As far as the rest of my life is concerned, as a little girl I looked at every issue of Model Railroader as my Dad received it, and learned from the NMRA publications that I was not interested in rivet counting. Dad was into HO traction, way too dull for me. I am told I was in the cab of a cab forward at age 3, and I remember riding across the San Francisco Bay Bridge on the Key System trains when my Dad was running them, sneaking into the cab (a tiny thing) when we were on the bridge and could not be caught.
I apparently had a Marx windup Commodore Vanderbilt as a young girl, but I don’t remember the cars. I ran it all over the floor.
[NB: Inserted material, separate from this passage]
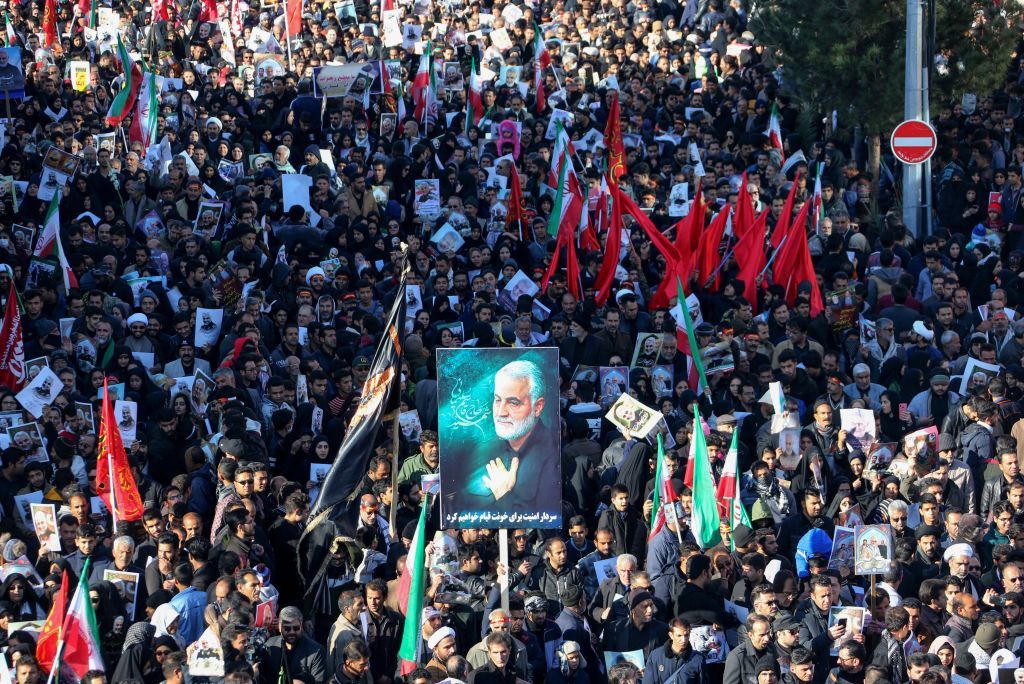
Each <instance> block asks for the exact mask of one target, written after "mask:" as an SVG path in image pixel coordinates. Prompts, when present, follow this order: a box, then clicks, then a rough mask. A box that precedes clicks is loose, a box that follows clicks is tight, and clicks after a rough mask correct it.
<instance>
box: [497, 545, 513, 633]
mask: <svg viewBox="0 0 1024 684" xmlns="http://www.w3.org/2000/svg"><path fill="white" fill-rule="evenodd" d="M498 561H499V562H500V563H501V564H502V567H504V568H505V574H504V575H502V574H499V575H498V584H499V585H500V586H501V590H502V610H504V611H505V614H508V611H509V570H510V569H511V568H510V567H509V530H508V528H507V527H502V528H501V529H499V530H498Z"/></svg>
I went to a friend’s house as much as possible because he had a Lionel electric train AND an erector set. That was heaven.
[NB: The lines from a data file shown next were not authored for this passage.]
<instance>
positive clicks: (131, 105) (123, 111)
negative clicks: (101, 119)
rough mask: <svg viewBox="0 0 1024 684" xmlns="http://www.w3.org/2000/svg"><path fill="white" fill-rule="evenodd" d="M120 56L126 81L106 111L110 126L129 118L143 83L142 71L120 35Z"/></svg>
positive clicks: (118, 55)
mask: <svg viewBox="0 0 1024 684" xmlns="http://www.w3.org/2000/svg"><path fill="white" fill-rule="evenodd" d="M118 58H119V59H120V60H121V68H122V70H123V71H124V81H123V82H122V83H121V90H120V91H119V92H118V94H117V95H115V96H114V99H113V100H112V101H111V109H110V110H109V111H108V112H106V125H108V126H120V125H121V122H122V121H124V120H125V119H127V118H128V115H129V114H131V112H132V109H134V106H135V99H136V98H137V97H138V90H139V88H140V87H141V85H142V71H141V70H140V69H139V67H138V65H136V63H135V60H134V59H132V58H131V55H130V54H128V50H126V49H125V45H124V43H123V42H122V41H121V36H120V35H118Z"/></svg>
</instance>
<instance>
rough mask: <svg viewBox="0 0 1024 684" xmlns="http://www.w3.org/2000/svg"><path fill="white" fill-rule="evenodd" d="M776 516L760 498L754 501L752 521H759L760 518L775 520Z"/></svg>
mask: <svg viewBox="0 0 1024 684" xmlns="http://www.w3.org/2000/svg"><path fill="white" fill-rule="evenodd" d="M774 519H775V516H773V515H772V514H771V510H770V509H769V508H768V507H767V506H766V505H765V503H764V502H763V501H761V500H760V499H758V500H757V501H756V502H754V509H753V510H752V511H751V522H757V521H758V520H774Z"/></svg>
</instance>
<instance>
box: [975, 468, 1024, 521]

I have been married to Peter for 42 years, have a son and a daughter, and a 9 year old granddaughter. She is more interested in my Pacific Electric coin box than my trains, but she does run them once in awhile. My son has a lot of N scale and now has my father’s small HO traction collection as well. School children come sometimes on a field trip, where they learn about electro-magnets while they are here and get to make one for themselves. My other hobby is dollhouse miniatures. I enjoy making miniature furniture especially. We live in the San Jose area of California, and enjoy sharing the trains with visiting toy train people. The train room is almost always operational and available.
As for the future, I believe that we will still be collecting and operating toy trains for a long time to come. Based on observation at shows for the public, some children are finding toy trains a relief from the hectic pace of computer games and other technological gadgets. I think the tin stuff and the postwar trains may last better than the newer trains, and as children grow up and can afford them they will be interested. I see a slump in the hobby for about 10 more years, but then I expect it to pick up again. The clubs will have a great deal to do with this, as we must operate trains for the public in places where they will easily find us and learn that these wonderful old trains can be repaired over and over and will still keep running.